Victories like the one against Miami are one step toward self-actualization. There were so many possessions last night when the Spurs looked tentative, like they were staring into an invisible brick wall trying to figure things out. Tony Parker threw a pass off of David Lee’s shoulder, and a pass intended for Manu Ginobili in the corner instead sailed into the not-cheap seats. Tony and Kawhi had an extended discussion after a play went awry under the basket.

During the broadcast I kept watching Pop and noticing how calm he seemed through it all. Reading this magnificent article by Jonathan Abrams reminded me of how much Pop has evolved from screaming sideline hawk to serene grandpa (relatively speaking, of course). Maybe Duncan’s retirement has freed him from the burden of expectations, or maybe, it being 1 A.D. and all, Pop has already taken the temperature of this group and knows that without the good cop around, the bad cop has to mellow a bit. That’s not to say you’ll never see him barking at his own team this season. But on a night like this, everybody had already suffered enough.
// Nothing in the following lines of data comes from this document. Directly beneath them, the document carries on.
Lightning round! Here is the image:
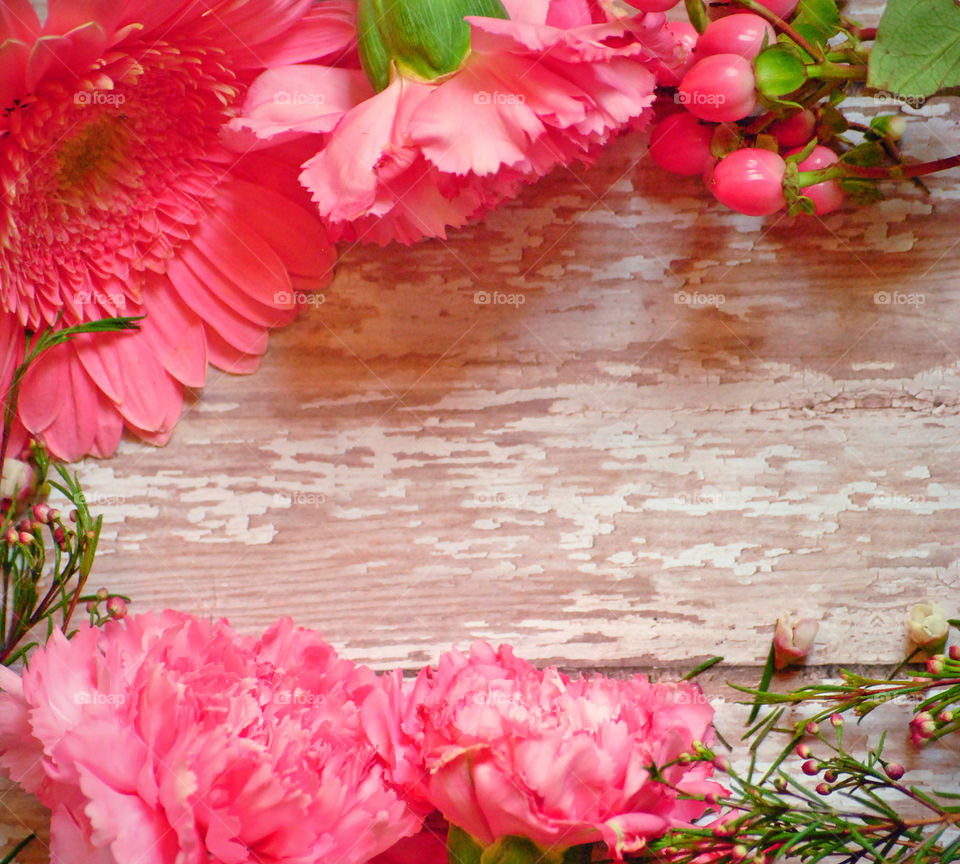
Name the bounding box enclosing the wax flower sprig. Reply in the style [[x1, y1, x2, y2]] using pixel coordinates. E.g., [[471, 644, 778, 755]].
[[731, 619, 960, 764], [636, 732, 960, 864], [652, 0, 960, 216], [0, 318, 136, 666]]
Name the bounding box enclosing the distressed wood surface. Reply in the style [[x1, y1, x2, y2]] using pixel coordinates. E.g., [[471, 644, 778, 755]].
[[7, 4, 960, 862]]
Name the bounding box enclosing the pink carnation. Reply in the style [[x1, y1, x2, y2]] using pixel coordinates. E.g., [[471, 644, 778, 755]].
[[374, 643, 723, 858], [0, 0, 333, 459], [0, 612, 420, 864], [232, 0, 687, 244]]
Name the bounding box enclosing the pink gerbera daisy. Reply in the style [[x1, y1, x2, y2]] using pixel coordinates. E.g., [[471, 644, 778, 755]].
[[231, 0, 687, 243], [0, 0, 333, 459]]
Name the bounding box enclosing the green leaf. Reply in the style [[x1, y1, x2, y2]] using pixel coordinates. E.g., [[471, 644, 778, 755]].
[[867, 0, 960, 101], [480, 837, 563, 864], [791, 0, 840, 43], [753, 46, 807, 96], [447, 825, 483, 864]]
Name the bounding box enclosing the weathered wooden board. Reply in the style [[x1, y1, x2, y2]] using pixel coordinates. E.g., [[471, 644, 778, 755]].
[[58, 100, 960, 666], [7, 4, 960, 861]]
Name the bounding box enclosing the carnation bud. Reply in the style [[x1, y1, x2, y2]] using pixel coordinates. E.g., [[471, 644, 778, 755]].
[[773, 615, 820, 669], [907, 603, 950, 654], [357, 0, 509, 93], [883, 762, 905, 781]]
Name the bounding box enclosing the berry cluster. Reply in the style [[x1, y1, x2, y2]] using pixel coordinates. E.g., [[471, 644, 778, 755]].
[[629, 0, 928, 216]]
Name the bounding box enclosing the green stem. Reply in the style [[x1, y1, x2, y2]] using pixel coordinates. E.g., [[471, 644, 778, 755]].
[[798, 153, 960, 188], [807, 60, 867, 81], [733, 0, 825, 62]]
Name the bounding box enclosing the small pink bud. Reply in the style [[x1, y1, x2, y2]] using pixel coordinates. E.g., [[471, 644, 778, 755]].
[[883, 762, 906, 781], [107, 597, 127, 621], [907, 602, 950, 653], [773, 615, 820, 669]]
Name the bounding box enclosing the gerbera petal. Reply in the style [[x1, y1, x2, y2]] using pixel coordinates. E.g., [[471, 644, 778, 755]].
[[74, 333, 183, 432], [219, 180, 337, 280], [0, 0, 40, 42], [231, 65, 373, 138], [26, 21, 107, 90], [140, 276, 207, 387], [17, 345, 70, 433], [167, 260, 267, 355], [238, 0, 357, 68]]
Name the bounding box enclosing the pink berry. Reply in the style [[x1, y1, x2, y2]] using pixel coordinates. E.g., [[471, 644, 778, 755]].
[[769, 108, 817, 147], [787, 144, 843, 216], [697, 12, 777, 60], [757, 0, 800, 21], [711, 147, 787, 216], [677, 54, 757, 123], [650, 111, 713, 175]]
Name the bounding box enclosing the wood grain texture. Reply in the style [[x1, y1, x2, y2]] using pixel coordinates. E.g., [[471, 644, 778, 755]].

Besides, even teammates who are new to each other can see the obvious problems without much help, as Tony and Pau demonstrate:

An ugly win counts the same. Right now the Spurs look like Edison trying to figure out all the ways not to invent a lightbulb. While Duncan was around, they remade themselves often - at least three times by my count - and more often than not the bulb stayed mostly dim until springtime. How long you give this team to produce a warm glow might depend a lot on your love of trial-and-error and a little on your pain tolerance.